Though persecution against LGBT people is still far too common (especially for the Ts), it seems clear we have passed some manner of social/cultural tipping point where most people realize it’s as useless to try to change people’s sexual orientation as it would be to attempt to alter their handedness, and that it’s time to move on. I say this in relation to Fun Home not because this incredibly queer musical (the story of lesbian cartoonist Alison Bechdel’s upbringing in a funeral home run by her deeply-closeted father) won the Tony this year and is packing them in eight times a week at the Circle in the Square. No, it’s because there is a moment in the show when Alison’s mother spills the details on her husband’s dalliances, remonstrating herself for never sufficiently noticing what was going on, and giving her daughter permission to be exactly who she is, singing “I didn’t raise you to give away your days like me.”
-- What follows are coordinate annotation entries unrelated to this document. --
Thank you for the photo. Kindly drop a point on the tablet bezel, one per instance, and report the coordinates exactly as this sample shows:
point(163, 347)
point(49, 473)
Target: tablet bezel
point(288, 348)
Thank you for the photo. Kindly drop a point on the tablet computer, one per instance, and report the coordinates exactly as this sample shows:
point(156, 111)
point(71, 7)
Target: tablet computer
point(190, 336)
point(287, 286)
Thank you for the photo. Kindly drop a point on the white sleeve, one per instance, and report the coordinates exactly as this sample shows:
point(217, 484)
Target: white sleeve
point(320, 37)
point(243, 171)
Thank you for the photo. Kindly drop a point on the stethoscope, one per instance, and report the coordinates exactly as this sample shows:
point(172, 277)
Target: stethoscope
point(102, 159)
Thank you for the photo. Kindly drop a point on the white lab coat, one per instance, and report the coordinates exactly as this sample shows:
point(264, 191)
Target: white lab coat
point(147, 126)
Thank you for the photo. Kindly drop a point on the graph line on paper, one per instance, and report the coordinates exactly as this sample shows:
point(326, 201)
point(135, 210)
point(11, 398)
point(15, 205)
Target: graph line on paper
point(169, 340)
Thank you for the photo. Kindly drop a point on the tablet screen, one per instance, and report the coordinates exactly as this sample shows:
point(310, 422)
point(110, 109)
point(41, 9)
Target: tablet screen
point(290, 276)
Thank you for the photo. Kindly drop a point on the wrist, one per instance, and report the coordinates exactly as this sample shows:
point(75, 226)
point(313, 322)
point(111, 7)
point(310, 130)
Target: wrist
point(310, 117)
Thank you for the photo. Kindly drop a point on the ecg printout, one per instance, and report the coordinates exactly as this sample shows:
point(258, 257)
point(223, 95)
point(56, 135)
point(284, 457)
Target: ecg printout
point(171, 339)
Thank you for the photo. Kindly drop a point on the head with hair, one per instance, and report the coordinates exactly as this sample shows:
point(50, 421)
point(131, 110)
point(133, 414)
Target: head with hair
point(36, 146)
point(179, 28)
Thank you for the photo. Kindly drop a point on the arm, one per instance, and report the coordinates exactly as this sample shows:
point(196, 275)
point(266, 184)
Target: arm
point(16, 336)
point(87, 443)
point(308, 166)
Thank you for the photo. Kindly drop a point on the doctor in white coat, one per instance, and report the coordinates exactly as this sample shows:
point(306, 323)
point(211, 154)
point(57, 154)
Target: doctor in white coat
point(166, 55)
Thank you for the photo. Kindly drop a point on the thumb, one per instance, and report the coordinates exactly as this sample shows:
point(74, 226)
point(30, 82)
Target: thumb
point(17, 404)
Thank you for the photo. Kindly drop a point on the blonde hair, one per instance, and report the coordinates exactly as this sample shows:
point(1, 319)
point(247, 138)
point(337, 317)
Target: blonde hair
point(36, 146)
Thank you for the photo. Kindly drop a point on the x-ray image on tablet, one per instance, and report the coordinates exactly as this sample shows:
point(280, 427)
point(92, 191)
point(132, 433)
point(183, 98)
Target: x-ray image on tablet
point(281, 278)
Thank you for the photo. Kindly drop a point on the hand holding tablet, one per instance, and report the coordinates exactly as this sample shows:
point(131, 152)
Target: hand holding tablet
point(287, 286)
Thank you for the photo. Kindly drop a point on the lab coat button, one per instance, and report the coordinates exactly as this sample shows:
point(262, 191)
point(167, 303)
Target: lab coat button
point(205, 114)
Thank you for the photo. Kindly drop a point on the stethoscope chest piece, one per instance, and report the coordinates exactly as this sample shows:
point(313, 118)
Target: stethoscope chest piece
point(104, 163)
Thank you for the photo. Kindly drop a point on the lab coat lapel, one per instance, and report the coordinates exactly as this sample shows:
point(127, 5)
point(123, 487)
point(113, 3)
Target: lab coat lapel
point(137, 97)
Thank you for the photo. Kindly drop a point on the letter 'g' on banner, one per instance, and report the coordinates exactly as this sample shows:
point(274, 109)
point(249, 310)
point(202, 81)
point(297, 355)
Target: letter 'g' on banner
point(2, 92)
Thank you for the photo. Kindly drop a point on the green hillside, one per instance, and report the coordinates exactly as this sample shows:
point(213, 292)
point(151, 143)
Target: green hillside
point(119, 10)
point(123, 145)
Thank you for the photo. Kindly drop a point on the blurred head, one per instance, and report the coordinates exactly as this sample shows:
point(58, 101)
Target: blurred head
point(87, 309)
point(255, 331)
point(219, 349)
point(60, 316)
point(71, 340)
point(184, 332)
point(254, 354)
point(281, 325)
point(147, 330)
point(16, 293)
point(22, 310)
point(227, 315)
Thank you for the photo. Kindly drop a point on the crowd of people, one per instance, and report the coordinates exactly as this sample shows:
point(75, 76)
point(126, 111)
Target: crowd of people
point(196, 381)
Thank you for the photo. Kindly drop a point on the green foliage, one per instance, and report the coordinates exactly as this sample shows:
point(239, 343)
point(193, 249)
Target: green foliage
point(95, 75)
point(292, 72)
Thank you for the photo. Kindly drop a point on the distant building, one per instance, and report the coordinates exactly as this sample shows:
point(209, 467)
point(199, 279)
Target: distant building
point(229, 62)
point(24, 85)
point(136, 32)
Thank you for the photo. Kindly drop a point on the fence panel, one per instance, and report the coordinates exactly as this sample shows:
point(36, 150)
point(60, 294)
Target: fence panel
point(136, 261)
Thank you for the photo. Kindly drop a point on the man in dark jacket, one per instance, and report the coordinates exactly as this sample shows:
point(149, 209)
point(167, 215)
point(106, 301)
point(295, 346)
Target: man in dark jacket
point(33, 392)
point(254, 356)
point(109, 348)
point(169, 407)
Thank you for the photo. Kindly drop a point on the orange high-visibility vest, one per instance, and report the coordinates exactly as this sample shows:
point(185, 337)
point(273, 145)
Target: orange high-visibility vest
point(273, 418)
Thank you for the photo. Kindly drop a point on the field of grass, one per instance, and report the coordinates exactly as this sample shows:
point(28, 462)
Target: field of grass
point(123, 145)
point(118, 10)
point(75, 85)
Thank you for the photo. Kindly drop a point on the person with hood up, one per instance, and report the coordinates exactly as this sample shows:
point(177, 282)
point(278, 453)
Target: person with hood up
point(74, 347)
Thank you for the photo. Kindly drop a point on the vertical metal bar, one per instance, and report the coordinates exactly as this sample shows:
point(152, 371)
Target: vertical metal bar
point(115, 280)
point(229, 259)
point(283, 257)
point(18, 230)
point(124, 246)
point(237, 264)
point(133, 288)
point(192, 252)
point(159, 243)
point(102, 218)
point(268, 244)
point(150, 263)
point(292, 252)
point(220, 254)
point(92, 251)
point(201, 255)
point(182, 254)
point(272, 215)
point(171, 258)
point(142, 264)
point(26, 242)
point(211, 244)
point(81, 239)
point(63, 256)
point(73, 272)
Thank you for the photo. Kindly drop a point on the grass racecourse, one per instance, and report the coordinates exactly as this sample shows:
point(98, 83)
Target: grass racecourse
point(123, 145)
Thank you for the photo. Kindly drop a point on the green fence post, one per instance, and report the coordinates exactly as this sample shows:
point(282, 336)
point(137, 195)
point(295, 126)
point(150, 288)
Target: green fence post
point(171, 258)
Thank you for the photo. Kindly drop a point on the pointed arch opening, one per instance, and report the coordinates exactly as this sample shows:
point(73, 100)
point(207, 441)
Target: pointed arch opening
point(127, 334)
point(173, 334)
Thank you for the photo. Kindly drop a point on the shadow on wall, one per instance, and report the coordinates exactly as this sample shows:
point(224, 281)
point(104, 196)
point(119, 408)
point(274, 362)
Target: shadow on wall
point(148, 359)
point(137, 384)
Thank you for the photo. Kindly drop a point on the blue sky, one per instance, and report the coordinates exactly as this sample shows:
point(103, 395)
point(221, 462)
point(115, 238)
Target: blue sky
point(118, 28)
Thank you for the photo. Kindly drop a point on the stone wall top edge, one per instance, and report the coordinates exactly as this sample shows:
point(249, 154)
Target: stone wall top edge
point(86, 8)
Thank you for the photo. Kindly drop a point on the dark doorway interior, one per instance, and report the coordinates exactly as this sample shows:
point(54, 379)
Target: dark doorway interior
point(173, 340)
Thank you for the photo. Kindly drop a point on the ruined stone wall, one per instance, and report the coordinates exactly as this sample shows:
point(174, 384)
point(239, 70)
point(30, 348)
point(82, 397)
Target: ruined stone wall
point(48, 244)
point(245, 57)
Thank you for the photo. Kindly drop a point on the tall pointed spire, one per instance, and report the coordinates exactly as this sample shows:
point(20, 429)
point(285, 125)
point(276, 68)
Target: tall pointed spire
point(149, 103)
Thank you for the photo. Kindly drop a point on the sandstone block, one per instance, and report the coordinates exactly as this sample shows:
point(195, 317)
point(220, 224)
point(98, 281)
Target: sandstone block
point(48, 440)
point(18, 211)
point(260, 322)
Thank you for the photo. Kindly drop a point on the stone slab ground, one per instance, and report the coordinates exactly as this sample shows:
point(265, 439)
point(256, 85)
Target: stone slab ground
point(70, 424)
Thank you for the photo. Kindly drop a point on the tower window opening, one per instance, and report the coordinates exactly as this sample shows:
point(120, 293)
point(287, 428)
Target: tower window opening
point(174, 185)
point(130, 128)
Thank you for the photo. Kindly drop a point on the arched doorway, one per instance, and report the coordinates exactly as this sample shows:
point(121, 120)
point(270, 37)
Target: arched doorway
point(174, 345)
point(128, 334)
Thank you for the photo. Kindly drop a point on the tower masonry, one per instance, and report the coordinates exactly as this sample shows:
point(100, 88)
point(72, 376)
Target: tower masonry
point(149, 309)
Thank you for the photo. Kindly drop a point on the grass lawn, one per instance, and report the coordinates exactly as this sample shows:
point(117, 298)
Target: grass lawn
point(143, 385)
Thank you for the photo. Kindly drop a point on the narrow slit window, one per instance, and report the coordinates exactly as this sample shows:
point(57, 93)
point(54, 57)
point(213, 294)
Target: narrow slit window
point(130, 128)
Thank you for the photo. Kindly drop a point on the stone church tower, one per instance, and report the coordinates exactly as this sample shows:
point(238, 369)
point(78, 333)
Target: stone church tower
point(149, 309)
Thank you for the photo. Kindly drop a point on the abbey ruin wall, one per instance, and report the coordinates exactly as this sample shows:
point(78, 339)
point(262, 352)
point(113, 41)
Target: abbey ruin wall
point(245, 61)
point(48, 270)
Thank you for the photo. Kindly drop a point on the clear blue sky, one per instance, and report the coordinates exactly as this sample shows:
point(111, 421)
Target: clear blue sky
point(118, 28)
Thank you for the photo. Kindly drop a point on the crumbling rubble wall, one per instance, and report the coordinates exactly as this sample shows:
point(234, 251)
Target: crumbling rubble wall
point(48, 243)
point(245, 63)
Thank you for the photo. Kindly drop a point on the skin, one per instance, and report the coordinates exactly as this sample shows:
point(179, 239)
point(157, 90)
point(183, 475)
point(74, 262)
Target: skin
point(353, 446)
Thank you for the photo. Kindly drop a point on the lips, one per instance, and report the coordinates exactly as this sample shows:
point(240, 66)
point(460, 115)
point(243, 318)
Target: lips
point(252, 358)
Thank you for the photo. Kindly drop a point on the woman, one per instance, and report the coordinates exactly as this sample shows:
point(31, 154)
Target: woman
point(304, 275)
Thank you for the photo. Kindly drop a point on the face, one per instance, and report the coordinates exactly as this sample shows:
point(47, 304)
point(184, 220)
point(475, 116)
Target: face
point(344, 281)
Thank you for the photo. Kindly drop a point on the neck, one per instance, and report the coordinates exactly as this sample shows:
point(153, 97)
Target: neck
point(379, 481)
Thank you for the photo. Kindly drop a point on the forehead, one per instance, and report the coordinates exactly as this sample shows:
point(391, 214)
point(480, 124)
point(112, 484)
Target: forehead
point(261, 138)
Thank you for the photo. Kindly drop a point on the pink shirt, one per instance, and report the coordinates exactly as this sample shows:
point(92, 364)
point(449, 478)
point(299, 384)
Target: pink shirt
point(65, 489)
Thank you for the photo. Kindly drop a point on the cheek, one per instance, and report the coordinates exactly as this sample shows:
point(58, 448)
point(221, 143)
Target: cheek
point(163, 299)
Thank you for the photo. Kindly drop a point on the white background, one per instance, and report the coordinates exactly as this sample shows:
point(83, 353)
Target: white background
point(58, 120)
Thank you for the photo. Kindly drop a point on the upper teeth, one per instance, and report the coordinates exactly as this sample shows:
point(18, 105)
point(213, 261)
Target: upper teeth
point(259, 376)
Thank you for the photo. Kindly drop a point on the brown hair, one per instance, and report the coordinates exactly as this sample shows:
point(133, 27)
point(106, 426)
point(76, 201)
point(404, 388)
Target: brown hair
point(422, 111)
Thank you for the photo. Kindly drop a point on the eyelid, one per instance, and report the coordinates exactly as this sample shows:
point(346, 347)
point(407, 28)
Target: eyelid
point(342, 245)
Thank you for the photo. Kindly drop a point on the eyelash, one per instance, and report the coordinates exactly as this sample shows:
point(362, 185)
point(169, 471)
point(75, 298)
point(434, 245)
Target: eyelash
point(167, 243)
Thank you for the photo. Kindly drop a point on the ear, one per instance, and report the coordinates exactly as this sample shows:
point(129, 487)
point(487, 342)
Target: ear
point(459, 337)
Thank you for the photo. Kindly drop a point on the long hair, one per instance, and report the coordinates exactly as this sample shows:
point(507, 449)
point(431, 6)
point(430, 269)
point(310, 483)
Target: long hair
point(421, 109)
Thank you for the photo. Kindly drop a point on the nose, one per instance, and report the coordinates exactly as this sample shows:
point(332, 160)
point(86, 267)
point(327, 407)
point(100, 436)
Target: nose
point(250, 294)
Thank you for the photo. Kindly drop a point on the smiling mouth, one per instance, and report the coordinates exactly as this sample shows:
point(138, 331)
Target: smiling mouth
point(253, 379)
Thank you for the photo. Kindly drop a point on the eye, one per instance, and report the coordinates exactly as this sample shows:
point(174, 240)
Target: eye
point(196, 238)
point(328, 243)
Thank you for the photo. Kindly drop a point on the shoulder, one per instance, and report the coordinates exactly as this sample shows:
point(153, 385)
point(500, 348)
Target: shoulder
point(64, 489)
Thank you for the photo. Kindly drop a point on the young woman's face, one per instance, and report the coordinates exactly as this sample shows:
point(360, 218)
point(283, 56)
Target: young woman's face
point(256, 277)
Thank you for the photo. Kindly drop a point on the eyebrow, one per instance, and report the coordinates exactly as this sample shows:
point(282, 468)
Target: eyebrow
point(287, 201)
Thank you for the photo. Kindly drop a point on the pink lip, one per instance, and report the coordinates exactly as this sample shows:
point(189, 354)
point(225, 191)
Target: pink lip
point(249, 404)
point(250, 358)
This small, genuine, heartbreaking moment does exactly what art is supposed to do: bring the tragedies and triumphs of life into scale, where we can gain some perspective from them. From it, we can infer the millions of individual, yet ultimately identical, conversations that are taking place – and will take place – around the world.
It’s this honesty that I believe converts more mainstream theatergoers into fans who spread the word and keep the sales of Fun Home at 100% of capacity week in and week out. There will always be some walkouts, I suppose, when someone buys a ticket to the Tony winner, not realizing exactly how queer it’s going to be, but I imagine there are also quite a few people who will be shocked not just by the story and characters, but by just how genuinely human those characters are, and how universal is their story. (Were any of us ever perfectly understood by our parents?)
The show is conducted in the round (actually, in the rectangle), so we get a 360-degree view of this Pennsylvania family: Helen (Judy Kuhn), her husband Bruce (Michael Cerveris and their three children, Christian (Oscar Williams), John (Zell Steele Morrow) and Alison, played at three different ages by Sydney Lucas, Emily Skeggs and Beth Malone. All are wonderful.
My only problem with the show is composer Jeanine Tesori’s music. Though there are some terrific, memorable tunes (especially “Ring of Keys,” which Sydney Lucas killed at this year’s Tony Awards ceremony), there’s not a lot to hum here. But I’m not sure hummability is the point when you are trying to tell a story like this one. Humanity is. And that you will find during every moment of Fun Home.
If you just read the above review of Fun Home, and are seeking a significantly less queer show to take your mother or grandmother to, An American in Paris will probably fit the bill. Sure, you – hip, young (even if only at heart), trend-seeking – will likely be bored by the very conventional choreography, the cheesy story (three guys all in love with the same girl!) and the very ordinary (though flashy) sets and costumes. On the other hand, it’s hard not to be moved by the incredible music of George Gershwin or by the skill of the dancers.
But given the many other amazing shows currently on the board both on Broadway and off, even Grandma will forgive you for passing on this.